The output i am getting from my residual model is an image with small little squares on it ( a very low resolution image), but it is supposed to give me a depth map. The objects in the image are lost and only those small squares are visible. I don't how to improvise it ?
def mini_model(input_shape) :
# Define the input as a tensor with shape input_shape
X_input = Input(input_shape)
# Zero_Padding
X = ZeroPadding2D((3,3))(X_input)
#stage_1
X = Conv2D(64,(7,7),strides = (2,2),name = 'conv1')(X)
X = BatchNormalization(axis = 3,name = 'bn_conv1')(X)
X = Activation('relu')(X)
X = MaxPooling2D((3,3),strides = (2,2))(X)
# Stage 2
X = convolutional_block(X, f = 3, filters = [64, 64, 256], stage = 2, block='a', s = 1)
X = identity_block(X, 3, [64, 64, 256], stage=2, block='b')
X = identity_block(X, 3, [64, 64, 256], stage=2, block='c')
#stage3
X = convolutional_block(X,f = 3 , filters = [128,128,512],stage = 3,block = 'a', s = 2)
X = identity_block(X,3,[128,128,512],stage = 3,block='b')
X = identity_block(X,3,[128,128,512],stage = 3 , block = 'c')

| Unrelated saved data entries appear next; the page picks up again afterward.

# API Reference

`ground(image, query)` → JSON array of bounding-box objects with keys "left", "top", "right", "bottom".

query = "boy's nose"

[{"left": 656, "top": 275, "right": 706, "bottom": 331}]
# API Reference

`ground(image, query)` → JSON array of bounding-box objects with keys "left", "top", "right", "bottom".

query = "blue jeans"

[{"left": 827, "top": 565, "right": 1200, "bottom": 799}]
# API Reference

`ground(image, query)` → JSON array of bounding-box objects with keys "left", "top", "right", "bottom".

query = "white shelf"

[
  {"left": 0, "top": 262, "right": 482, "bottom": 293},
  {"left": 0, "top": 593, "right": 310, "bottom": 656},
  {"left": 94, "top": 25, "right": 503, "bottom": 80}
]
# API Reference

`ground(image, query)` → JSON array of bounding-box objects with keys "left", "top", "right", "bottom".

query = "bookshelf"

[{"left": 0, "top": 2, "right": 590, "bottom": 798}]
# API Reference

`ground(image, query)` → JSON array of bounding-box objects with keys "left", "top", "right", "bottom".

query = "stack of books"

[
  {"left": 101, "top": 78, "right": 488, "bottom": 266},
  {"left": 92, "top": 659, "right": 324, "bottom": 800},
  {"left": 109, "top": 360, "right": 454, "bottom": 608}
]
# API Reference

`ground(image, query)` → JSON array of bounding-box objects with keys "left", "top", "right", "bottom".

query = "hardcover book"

X = identity_block(X,3,[128,128,512],stage = 3 , block = 'd')
#stage 4
X = convolutional_block(X,f = 3 , filters = [256,256,1024],stage = 4,block = 'a', s = 2)
X = identity_block(X,3,[256,256,1024],stage = 4,block='b')

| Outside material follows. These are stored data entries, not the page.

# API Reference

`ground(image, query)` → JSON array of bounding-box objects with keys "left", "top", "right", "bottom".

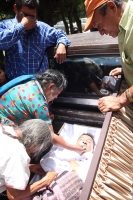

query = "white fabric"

[
  {"left": 76, "top": 153, "right": 93, "bottom": 182},
  {"left": 32, "top": 123, "right": 101, "bottom": 183},
  {"left": 0, "top": 126, "right": 30, "bottom": 193},
  {"left": 58, "top": 123, "right": 101, "bottom": 146},
  {"left": 40, "top": 150, "right": 93, "bottom": 182}
]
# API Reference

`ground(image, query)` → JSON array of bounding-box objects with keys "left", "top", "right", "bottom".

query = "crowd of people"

[{"left": 0, "top": 0, "right": 133, "bottom": 199}]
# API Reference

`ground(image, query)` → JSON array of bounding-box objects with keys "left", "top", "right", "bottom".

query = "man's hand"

[
  {"left": 54, "top": 43, "right": 66, "bottom": 64},
  {"left": 98, "top": 93, "right": 128, "bottom": 113},
  {"left": 29, "top": 164, "right": 45, "bottom": 175},
  {"left": 109, "top": 67, "right": 123, "bottom": 79},
  {"left": 21, "top": 12, "right": 37, "bottom": 30}
]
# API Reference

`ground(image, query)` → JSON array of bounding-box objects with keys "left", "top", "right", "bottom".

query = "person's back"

[{"left": 0, "top": 125, "right": 30, "bottom": 194}]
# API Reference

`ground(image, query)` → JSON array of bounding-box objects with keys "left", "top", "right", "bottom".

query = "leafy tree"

[
  {"left": 0, "top": 0, "right": 14, "bottom": 20},
  {"left": 0, "top": 0, "right": 86, "bottom": 34}
]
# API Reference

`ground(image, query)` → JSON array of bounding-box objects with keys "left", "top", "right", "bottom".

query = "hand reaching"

[
  {"left": 73, "top": 144, "right": 86, "bottom": 155},
  {"left": 109, "top": 67, "right": 123, "bottom": 79}
]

X = identity_block(X,3,[256,256,1024],stage = 4,block='c')
X = identity_block(X,3,[256,256,1024],stage = 4,block='d')
X = identity_block(X,3,[256,256,1024],stage = 4,block='e')
X = identity_block(X,3,[256,256,1024],stage = 4,block='f')
X = identity_block(X,3,[256,256,1024],stage = 4,block='g')
X = identity_block(X,3,[256,256,1024],stage = 4,block='h')
X = identity_block(X,3,[256,256,1024],stage = 4,block='i')
X = identity_block(X,3,[256,256,1024],stage = 4,block='j')
X = identity_block(X,3,[256,256,1024],stage = 4,block='k')
X = identity_block(X,3,[256,256,1024],stage = 4,block='l')
#stage 5
X = convolutional_block(X,f = 3 , filters = [512,512,2048],stage = 5,block = 'a', s = 2)
X = identity_block(X,3,[512,512,2048],stage = 5,block='b')
X = identity_block(X,3,[512,512,2048],stage = 5,block='c')
# AVGPOOL
X = Conv2D(3,kernel_size=(3,3), padding = 'same',use_bias = False)(X)
X = UpSampling2D(size=2)(X)
X = UpSampling2D(size=2)(X)
X = UpSampling2D(size=2)(X)
X = UpSampling2D(size=2)(X)
X = UpSampling2D(size=2)(X)
# Create model
model = Model(inputs = X_input, outputs = X)
return(model)
my residual model!! input image shape = (480,640,3)
Actual results : The image is made of small squares , with different levels of gray. Expected results : The image should be an depth map of the same size as input (480,640,3)
You have five upsampling layers in sequence. That's exactly what is expected from that. Big squares of 32 pixels. (2^5 = 32)
You should probably read about U-nets, create more convolutions between the upsamplings and connections from the resnet to the upsampling results.